Fiche du document numéro 24005

Num
24005
Date
Vendredi 3 avril 1998
Amj
Auteur
Fichier
Taille
108727
Pages
2
Urlorg
Titre
En plein génocide, la mystérieuse visite d'un colonel en Suisse
Nom cité
Nom cité
Nom cité
Source
Type
Article de journal
Langue
FR
Citation
Le 3 juin 1994, Pierre-Célestin Rwagafilita, colonel rwandais, commandant en retraite de la gendarmerie et membre de la faction dure hutue accusée d'avoir perpétré le génocide, se trouvait en « mission officielle » en Suisse. Comme le confirme Livio Zanolari, porte-parole du Département fédéral des affaires étrangères (DFAE), l'ambassade de Suisse à Kinshasa délivrait le 2 juin 1994 un visa de 15 jours à Rwagafilita, qui entrait en Suisse le jour suivant. Particularité de cette démarche, c'est le service protocolaire du DFAE qui délivrait ce visa, et non l'Office fédéral des étrangers, Rwagafilita étant au bénéfice d'un passeport rwandais de service, un statut proche de celui d'un diplomate. Le DFAE assure que le colonel rwandais n'a « rencontré personne au Département » mais que le but de son voyage était de rendre visite à l'ambassadeur du Rwanda à Berne. Il n'est pas resté, selon le DFAE, plus de 15 jours en Suisse. Coïncidence, c'est exactement à l'issue de ce séjour, le 16 juin 1994, qu'atterrissaient les premiers chargements d'armes à Goma à destination de l'armée rwandaise.

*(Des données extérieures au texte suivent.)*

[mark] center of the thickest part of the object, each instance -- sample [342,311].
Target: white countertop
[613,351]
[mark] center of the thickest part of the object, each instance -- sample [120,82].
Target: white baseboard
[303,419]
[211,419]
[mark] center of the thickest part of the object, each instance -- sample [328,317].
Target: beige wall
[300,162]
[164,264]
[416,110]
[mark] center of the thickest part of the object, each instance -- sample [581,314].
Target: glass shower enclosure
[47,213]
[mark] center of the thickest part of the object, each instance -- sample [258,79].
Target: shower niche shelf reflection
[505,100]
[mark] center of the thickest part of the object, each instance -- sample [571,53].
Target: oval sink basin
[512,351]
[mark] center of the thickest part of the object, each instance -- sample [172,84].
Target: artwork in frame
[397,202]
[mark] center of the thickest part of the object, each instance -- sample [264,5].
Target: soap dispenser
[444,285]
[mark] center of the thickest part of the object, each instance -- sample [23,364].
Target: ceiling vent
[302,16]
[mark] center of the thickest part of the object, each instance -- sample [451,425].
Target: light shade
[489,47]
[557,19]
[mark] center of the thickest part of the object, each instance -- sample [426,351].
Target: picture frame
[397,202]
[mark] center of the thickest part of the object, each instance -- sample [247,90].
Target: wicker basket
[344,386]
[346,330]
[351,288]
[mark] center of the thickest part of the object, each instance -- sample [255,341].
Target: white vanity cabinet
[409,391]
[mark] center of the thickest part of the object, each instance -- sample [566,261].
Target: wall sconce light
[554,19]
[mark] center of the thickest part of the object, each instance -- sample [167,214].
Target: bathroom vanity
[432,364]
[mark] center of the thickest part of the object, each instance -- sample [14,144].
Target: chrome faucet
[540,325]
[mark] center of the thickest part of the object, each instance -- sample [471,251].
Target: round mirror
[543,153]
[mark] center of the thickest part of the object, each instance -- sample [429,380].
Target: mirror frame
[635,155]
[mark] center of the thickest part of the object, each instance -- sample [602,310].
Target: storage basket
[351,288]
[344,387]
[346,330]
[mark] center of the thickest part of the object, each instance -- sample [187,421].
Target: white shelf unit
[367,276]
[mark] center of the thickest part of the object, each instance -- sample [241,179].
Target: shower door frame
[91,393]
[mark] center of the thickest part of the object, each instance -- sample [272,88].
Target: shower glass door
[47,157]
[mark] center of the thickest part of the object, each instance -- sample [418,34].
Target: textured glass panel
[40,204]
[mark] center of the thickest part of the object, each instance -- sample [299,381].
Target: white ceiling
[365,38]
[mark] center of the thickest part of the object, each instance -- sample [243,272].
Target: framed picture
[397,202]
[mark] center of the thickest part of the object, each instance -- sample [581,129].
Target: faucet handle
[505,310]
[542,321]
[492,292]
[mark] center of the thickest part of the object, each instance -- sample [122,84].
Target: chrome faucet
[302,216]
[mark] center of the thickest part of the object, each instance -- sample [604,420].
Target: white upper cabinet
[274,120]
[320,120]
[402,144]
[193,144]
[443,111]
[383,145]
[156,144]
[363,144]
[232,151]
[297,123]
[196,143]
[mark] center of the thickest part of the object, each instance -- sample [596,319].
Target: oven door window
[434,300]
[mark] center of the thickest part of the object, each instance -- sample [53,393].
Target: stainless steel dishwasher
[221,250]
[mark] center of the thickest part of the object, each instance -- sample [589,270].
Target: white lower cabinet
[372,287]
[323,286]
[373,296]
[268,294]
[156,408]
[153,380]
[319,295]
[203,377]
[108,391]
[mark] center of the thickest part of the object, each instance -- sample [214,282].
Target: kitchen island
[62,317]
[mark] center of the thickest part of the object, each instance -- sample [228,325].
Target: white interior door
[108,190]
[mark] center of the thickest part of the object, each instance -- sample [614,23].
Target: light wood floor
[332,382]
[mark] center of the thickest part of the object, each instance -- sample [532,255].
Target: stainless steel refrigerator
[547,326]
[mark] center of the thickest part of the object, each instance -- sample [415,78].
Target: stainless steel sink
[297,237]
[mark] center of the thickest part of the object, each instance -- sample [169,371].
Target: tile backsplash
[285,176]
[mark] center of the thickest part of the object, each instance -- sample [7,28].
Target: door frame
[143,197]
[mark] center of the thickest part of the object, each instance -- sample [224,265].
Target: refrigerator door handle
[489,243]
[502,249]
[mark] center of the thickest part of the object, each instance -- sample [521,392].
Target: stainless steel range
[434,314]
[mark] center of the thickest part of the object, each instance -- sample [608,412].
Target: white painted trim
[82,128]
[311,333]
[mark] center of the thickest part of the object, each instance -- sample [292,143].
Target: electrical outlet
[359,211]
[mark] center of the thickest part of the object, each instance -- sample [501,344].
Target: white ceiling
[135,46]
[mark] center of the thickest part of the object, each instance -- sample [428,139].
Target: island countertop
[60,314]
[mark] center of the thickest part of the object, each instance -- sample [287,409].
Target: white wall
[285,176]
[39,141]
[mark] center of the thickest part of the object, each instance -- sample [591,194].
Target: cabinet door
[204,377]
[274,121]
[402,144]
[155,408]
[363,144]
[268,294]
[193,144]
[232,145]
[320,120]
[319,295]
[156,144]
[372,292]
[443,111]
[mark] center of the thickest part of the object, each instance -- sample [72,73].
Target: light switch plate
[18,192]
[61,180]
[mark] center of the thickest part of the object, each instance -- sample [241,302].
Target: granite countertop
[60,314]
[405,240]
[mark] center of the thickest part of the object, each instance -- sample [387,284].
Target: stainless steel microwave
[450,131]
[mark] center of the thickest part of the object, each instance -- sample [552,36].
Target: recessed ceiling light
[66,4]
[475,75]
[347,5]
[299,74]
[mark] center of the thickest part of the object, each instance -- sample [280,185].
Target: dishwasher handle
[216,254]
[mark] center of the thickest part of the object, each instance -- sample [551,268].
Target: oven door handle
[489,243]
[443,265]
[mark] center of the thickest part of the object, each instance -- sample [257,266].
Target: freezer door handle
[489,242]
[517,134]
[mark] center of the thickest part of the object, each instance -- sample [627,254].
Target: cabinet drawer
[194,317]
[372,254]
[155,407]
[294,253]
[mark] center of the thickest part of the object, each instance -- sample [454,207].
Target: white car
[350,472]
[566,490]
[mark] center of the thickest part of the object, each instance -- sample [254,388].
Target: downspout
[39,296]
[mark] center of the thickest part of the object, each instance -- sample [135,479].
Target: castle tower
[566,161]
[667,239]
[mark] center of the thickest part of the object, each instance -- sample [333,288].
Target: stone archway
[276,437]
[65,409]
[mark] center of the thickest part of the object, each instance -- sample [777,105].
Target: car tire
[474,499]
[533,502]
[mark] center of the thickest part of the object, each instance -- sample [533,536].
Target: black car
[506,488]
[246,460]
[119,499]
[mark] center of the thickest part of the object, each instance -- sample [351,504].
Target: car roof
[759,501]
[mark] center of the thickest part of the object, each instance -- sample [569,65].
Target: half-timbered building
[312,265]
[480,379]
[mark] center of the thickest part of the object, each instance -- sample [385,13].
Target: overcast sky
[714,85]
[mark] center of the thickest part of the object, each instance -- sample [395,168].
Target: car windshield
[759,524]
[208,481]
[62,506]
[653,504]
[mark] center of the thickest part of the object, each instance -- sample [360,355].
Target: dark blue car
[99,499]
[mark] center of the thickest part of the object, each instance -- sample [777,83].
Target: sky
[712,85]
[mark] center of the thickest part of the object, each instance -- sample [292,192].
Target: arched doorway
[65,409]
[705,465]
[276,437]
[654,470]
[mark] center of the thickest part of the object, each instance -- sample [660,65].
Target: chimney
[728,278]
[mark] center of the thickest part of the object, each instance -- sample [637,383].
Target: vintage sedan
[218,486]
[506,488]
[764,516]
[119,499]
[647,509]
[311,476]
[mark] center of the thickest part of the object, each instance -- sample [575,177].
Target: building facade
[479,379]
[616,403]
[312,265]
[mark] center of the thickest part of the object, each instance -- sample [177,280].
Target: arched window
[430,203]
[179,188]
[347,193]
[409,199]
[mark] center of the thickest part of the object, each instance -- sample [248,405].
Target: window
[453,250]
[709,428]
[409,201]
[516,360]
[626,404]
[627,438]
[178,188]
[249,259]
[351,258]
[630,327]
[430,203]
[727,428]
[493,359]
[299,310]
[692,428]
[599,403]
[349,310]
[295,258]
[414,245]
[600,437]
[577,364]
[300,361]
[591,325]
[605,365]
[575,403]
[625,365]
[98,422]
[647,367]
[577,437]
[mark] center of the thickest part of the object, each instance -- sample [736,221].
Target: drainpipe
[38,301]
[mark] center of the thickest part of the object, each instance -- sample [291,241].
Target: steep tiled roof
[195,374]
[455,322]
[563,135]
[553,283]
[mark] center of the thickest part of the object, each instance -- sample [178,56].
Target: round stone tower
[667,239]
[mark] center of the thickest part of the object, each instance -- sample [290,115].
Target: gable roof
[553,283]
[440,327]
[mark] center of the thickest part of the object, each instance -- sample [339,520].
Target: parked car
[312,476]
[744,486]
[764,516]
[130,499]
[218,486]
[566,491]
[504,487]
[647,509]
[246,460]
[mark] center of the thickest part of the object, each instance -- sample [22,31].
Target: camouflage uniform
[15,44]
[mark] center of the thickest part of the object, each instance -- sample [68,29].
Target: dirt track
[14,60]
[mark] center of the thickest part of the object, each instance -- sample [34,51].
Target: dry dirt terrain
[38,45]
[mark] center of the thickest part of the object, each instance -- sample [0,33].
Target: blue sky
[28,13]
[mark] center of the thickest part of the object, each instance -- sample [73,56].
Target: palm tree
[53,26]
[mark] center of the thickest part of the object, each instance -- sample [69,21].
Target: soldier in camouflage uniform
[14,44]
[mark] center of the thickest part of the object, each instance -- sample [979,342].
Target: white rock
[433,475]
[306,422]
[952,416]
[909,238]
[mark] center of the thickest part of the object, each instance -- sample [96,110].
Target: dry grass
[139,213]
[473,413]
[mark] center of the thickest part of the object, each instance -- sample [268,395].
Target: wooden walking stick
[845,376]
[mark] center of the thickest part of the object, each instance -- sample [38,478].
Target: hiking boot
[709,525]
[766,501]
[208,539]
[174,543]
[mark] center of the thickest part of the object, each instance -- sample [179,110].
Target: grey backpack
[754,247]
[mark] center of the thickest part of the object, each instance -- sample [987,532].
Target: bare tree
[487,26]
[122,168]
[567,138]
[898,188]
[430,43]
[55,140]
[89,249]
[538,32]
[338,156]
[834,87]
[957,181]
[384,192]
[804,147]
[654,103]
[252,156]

L'affaire n'avait pas fait de grands remous, l'attention étant alors focalisée en Suisse sur le cas de Félicien Kabuga, cet homme d'affaires rwandais, soupçonné d'avoir financé les durs du régime génocidaire. L'attribution d'un visa d'entrée en Suisse à Kabuga par Alexandre Hunziker, chef de l'Office fédéral des étrangers, devait provoquer la chute de ce fonctionnaire, en novembre 1994.

« Je trouve énorme que la Suisse ait attribué un visa à Rwagafilita à cette époque, accuse pourtant le professeur belge Filip Reynjtens, spécialiste du Rwanda. Le desk Afrique du DFAE ne pouvait pas ignorer qui il était. Comme la Belgique, la Suisse connaissait à fond le Rwanda. Même si je ne détiens pas de preuves, je pense que la seule et unique raison de la présence de Rwagafilita en Suisse à cette date était pour y organiser des livraisons d'armes. » Pierre-Célestin Rwagafilita était membre de l'Etat-major du colonel Théoneste Bagosora, détenu par le Tribunal d'Arusha qui l'accuse d'être le cerveau du génocide. Dans la nuit du 6 au 7 avril 1994, alors que l'avion qui transportait le président Habyarimana était abattu à son arrivée à Kigali et que le Rwanda basculait dans le génocide, Rwagafilita, par ailleurs beau-frère du président, reprenait immédiatement du service aux côtés de Bagosora, avec qui, en plein chaos, il formait un « Comité de Salut public », sorte de cabinet de l'ombre chargé d'exécuter le génocide. Quelques semaines après son passage en Suisse, le nom de Rwagafilita était porté sur la liste des « personnes indésirables en Suisse » tenue par le DFAE, aux côtés de Kabuga.

J.-P. C.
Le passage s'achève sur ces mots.